Comment by freetime2

Comment by freetime2 13 hours ago

15 replies

Yup if you really need to be off grid in a climate that has cold, cloudy, snowy winters, you’re probably going to need a generator that runs on fossil fuels. For everyone else, use the grid.

mnw21cam 13 hours ago

Agreed. You can increasingly over-provision the solar generation to reduce the proportion of time when you will need a fossil fuel generator or grid input, and install lots of battery to allow the system to smooth over multiple dull days. But chasing that 100% is going to be very expensive, and at some point it'll be much cheaper to have a fossil fuel generator that you need to run 1% of the time.

  • mrexroad 9 hours ago

    Yeah, w/o grid fallback, I’d much rather aim for 98-99% w/ solar and have an alternate source to close gap, rather than aim for “five 9s” on solar+batt. It’d take a lot to talk me out of a multi-source approach.

jcalvinowens 9 hours ago

It's uncommon, but a wind generator can help a lot: in some climates, cloudy days tend to be windy days. Not really practical in a city though.

  • mauvehaus 7 hours ago

    The AMC White Mountain huts have been doing this for years. The croo don't tend to maintain the systems, so I've never gotten a sense for what their storage capacity, generating capacity, and loads look like, but from a visitor perspective, the system works well.

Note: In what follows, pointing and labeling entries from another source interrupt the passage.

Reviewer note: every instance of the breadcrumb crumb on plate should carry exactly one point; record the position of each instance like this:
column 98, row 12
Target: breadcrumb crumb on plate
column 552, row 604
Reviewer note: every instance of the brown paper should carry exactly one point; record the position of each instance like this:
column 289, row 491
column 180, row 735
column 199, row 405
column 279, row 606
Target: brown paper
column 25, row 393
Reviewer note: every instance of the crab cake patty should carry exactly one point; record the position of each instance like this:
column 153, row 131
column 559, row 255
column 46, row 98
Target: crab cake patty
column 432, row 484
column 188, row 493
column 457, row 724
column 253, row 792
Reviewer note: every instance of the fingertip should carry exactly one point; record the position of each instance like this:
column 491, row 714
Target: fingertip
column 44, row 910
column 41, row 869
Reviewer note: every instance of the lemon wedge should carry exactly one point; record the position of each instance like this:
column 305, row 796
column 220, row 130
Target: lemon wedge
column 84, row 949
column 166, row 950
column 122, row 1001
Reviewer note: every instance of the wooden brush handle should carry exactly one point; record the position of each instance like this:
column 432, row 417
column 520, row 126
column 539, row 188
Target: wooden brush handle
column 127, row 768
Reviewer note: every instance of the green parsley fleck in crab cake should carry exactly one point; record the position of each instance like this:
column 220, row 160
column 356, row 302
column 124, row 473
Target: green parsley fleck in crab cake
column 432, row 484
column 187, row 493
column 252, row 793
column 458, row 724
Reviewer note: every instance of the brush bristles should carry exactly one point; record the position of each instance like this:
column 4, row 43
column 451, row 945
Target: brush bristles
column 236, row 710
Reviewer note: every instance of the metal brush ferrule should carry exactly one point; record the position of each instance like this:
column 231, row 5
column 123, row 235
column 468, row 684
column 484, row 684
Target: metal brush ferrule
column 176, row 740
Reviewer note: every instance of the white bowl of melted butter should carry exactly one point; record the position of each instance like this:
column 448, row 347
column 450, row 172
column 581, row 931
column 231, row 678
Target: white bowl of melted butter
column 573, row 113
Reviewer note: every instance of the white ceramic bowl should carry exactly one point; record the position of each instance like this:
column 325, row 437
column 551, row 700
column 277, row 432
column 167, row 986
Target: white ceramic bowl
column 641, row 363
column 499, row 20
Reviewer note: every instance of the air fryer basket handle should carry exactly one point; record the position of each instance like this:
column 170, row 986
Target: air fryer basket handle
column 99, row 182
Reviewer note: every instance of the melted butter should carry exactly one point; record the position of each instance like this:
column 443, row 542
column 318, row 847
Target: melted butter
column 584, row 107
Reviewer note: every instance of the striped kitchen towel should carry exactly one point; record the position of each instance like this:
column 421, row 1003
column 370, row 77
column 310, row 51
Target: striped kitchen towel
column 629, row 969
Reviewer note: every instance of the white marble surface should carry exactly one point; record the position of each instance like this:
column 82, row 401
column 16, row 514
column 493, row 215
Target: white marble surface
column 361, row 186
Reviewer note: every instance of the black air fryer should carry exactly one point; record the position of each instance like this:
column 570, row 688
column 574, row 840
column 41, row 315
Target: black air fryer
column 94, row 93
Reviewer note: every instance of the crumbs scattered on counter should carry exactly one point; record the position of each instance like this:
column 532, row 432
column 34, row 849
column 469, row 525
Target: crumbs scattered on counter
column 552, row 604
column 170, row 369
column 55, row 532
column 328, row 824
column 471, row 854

    Reportedly, even the fairy stout wind turbines they use up there have short, brutal lives. I heard the story of a croo that had to lasso/tangle/jam the blades of theirs in a storm because it lost the ability to control its speed and the alternative was letting it overspeed and possibly tear itself apart. They aren't large in diameter, but at the speeds they turn even in normal conditions up there, catastrophic failure could be really bad.

tim333 7 hours ago

There's the passive haus highly insulated stuff. Guess that might work?

  • dzhiurgis 6 hours ago

    If you wanna spend 2-3x more, yes. Otherwise solar or grid battery is cheaper.

    • tenuousemphasis 2 hours ago

      Try 30-50% more.

      It's so obviously better to reduce your need for heating and cooling than it is to increase your panel. battery, and HVAC size.

      • dzhiurgis an hour ago

        30-50% over 500k build is 10x more than 10k solar or 5k worth of batteries.

        I've just setup electrical heating for my bedroom (HA PID sensor). Uses about 450KWh - $90 NZD worth of grid power per winter. Heat pump would take 20+ years to pay itself. Double glazing probably 30-40 years.

        To make same amount of solar power per year I need a single $130 NZD panel.

rr808 3 hours ago

Wood burner is the best companion imho.

madaxe_again 12 hours ago

Or you find somewhere with terrain amenable to hydropower. It’s how we bridge the gap in the winter.